You'll have better luck looking away. Pretend you don't see him, and maybe you'll catch a sidelong glimpse from the corner of your eye. Wait quietly and you'll soon feel his presence in unexpected places. His influence, from the unexplained creak on the stair, the glass mysteriously falling from the table, music and voices coming from a empty downstairs room.

[Emmet Miller Mashup]

Is that Lovesick Blues? No, maybe it's Bob Wills. Or maybe I'm totally wrong, and it's really Jimmie Rodgers. It's so faint, so hard to hear. It's like a ghost singing.

This is a story about a ghost who made music, a ghost named Emmett Miller, a forgotten son of a embarrassing and often deliberately forgotten American art form, the blackface minstrel show.

Born in Macon, Georgia on February 2, 1900, Miller's family later said he had wanted to become a minstrel show comedian almost from the time he spoke his first word. And he achieved that goal by the time he and the new century had reached their mid-20s. While the early part of Miller's life is still a mystery between 1919 - when he left home to pursue his dream - and 1924, he had built up his career enough that an August, 1924 issue of Billboard noted that he had played a three-day engagement with the Dan Fitch Minstrels in Poughkeepsie, NY.

Becoming a successful blackface comedian in 1924 must have been a little bit like finally attaining a lifelong dream to become a horse collar maker. While there was still work for both professions if you tried hard enough to find it, your day was done before you had even gotten started.


Any Time and Lovesick Blues

Our ghost would have probably disappeared unknown, unloved, and unmourned except that Emmett Miller also made his first recordings in the late fall of the that year, 1924, for the Okeh label. The recordings included Any Time, his signature song on stage.

[Any Time (1928 version) - Emmett Miller]

By any measurement and in any time, Miller's Any Time is one strange song, beginning with what sounds like a cry of pain after a straightforward jazz introduction and then Miller's blackface partner incongruously noting, "Emmett, you're looking mighty happy today."

But Emmett doesn't sound happy at all, as he begins Any Time with a stereotypical minstrel routine, and then moves into the actual song, which in his hands - or maybe more accurately, his voice - becomes a witches brew of exaggerated blackface vocalization, jazz phrasing, and country yodeling.

Yodeling. But not the yodel-lay-hee Sound of Music Lonely Goatherd style of yodeling. Miller's yodel sounds more as if the lyrics were suddenly disappeared. As if become exhausted, the singer is now without recourse to words, and what bursts out is this awful, inarticulate cry, until Miller seemingly recovers himself and remembers that there is a next line.

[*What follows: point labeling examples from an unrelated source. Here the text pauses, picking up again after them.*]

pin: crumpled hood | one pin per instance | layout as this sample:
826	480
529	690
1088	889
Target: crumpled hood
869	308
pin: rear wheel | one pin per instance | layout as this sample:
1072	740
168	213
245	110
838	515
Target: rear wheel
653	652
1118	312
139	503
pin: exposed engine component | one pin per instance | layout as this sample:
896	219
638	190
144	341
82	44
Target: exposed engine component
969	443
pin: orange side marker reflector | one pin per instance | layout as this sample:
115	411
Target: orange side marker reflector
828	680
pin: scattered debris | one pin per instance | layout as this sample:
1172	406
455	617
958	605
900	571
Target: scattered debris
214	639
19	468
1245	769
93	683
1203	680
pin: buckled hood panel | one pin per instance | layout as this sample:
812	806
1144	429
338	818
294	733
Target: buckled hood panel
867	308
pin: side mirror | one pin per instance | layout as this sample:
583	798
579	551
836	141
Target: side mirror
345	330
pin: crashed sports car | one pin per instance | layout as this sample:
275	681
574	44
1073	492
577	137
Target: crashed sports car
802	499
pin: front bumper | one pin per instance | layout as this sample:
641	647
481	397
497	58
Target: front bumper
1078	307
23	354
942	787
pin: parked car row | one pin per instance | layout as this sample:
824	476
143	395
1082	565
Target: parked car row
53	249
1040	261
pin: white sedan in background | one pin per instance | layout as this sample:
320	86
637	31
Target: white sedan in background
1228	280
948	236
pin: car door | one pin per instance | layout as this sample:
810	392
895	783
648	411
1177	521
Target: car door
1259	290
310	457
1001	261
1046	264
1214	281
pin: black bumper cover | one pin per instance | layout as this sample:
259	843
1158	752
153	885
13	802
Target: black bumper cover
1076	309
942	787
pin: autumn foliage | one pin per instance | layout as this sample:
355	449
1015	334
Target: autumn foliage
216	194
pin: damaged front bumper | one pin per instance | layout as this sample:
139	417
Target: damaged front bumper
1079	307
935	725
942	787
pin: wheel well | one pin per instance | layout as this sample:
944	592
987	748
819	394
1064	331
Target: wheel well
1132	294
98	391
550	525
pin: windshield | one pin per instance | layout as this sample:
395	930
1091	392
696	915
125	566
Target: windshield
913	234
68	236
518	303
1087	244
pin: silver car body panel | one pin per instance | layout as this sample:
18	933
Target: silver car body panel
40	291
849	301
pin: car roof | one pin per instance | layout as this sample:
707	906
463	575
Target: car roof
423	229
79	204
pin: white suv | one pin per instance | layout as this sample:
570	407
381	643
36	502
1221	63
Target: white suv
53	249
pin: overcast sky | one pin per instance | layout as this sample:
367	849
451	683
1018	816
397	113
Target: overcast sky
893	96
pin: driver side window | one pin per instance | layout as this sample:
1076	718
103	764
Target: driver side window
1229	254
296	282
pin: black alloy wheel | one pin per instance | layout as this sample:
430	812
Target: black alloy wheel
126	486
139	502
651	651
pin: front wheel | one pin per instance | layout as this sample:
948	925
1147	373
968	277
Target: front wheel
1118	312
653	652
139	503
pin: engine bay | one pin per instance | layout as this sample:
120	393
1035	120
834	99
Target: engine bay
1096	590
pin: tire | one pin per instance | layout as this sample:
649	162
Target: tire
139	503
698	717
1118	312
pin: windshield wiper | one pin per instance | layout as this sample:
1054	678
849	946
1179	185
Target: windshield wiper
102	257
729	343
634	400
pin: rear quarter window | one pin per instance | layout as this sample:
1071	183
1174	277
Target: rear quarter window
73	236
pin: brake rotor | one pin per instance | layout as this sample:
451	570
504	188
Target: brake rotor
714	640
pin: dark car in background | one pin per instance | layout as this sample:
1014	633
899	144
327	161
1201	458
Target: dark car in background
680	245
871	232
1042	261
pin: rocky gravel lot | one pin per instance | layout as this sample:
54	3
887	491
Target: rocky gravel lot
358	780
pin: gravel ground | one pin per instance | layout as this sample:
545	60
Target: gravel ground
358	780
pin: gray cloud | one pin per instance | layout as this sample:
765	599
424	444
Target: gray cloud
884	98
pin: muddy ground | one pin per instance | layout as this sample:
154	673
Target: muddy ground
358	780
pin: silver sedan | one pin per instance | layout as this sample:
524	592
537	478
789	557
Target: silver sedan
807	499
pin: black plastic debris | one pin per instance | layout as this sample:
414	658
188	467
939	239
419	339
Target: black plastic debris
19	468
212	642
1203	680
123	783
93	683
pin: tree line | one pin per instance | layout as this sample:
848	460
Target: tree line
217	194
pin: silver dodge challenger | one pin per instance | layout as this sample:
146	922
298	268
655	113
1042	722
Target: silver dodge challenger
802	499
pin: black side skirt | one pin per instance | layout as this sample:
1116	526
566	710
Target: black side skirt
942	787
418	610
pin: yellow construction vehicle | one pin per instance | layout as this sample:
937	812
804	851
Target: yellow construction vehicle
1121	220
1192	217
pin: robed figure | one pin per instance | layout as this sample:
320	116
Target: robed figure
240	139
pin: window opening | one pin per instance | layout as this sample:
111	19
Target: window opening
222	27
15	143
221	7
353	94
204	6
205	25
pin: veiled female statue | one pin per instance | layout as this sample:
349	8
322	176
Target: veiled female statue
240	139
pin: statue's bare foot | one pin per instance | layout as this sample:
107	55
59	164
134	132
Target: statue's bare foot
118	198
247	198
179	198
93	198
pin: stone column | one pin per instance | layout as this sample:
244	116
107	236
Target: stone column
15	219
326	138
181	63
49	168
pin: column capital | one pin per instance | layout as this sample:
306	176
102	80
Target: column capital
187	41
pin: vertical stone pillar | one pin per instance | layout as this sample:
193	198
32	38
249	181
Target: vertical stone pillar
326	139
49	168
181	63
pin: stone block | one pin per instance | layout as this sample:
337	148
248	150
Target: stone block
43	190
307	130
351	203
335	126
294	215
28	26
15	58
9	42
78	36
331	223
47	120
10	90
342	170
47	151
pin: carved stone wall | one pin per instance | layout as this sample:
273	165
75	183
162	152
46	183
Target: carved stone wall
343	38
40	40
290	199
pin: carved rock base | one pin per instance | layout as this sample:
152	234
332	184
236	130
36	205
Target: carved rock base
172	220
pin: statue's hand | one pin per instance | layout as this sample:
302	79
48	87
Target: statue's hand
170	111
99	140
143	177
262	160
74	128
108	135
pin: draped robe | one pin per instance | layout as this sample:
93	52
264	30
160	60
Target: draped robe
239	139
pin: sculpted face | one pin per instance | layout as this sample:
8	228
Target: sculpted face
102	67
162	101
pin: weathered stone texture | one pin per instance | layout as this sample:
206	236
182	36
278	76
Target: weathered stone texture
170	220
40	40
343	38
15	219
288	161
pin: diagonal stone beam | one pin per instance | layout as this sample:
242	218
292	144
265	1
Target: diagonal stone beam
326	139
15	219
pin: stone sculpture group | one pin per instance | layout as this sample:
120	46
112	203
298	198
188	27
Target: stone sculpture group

Small wonder that Miller became known as the man with the "trick" or "clarinet" voice.
"Without a doubt my father learned Lovesick Blues somehow from Emmett Miller. It was either by record or he heard him perform it in person at a minstrel show." - Hank Williams Jr.
The version we heard of Any Time was cut in the fall of 1928, with Miller backed by a band dubbed the Georgia Crackers and which included both Tommy Dorsey and his brother Jimmy, as well as drummer Gene Krupa. In an earlier session, Miller and the boys also did a remake of his Lovesick Blues, which he had first recorded in 1925, and would eventually become the foundation for Hank Williams' 1949 hit.

As Hank Williams Jr. noted, maybe his father learned Lovesick Blues directly from Miller - at least one person remembers Hank praising Miller's version of the song - or maybe it was from one of the cuts Miller put on record. In either case, when Williams recorded his version, it was obviously influenced by Miller's vocal style.

[Hank Williams - Lovesick Blues]

Lovesick Blues was written by Irving Mills and Cliff Friend in 1922. Incidentally, Friend's best-known song is probably 1937's The Merry-Go-Round Broke Down, which became the signature song for the classic Looney Tunes cartoons. Lovesick Blues had been recorded by several artists before Miller picked it up, but it's his take on the song in 19 and 25 that put it on the musical map and would eventually catch Hank Williams attention.

[Emmet Miller - Lovesick Blues]

The Blue Yodels

We can't let our ghost rest in peace until we take a look at the Emmett Miller/Jimmie Rodgers connection. It's known that during 19 and 25, Rodgers "put on the cork," as the minstrel show saying had it, and was working as a blackface performer. He wasn't alone. As well as Jimmie Rodgers, Bob Wills, Roy Acuff, and Clarence Ashley all appeared in blackface during the course of their careers. But what's less certain is whether Rodgers ever ran into Emmett Miller and heard Miller's unique yodel.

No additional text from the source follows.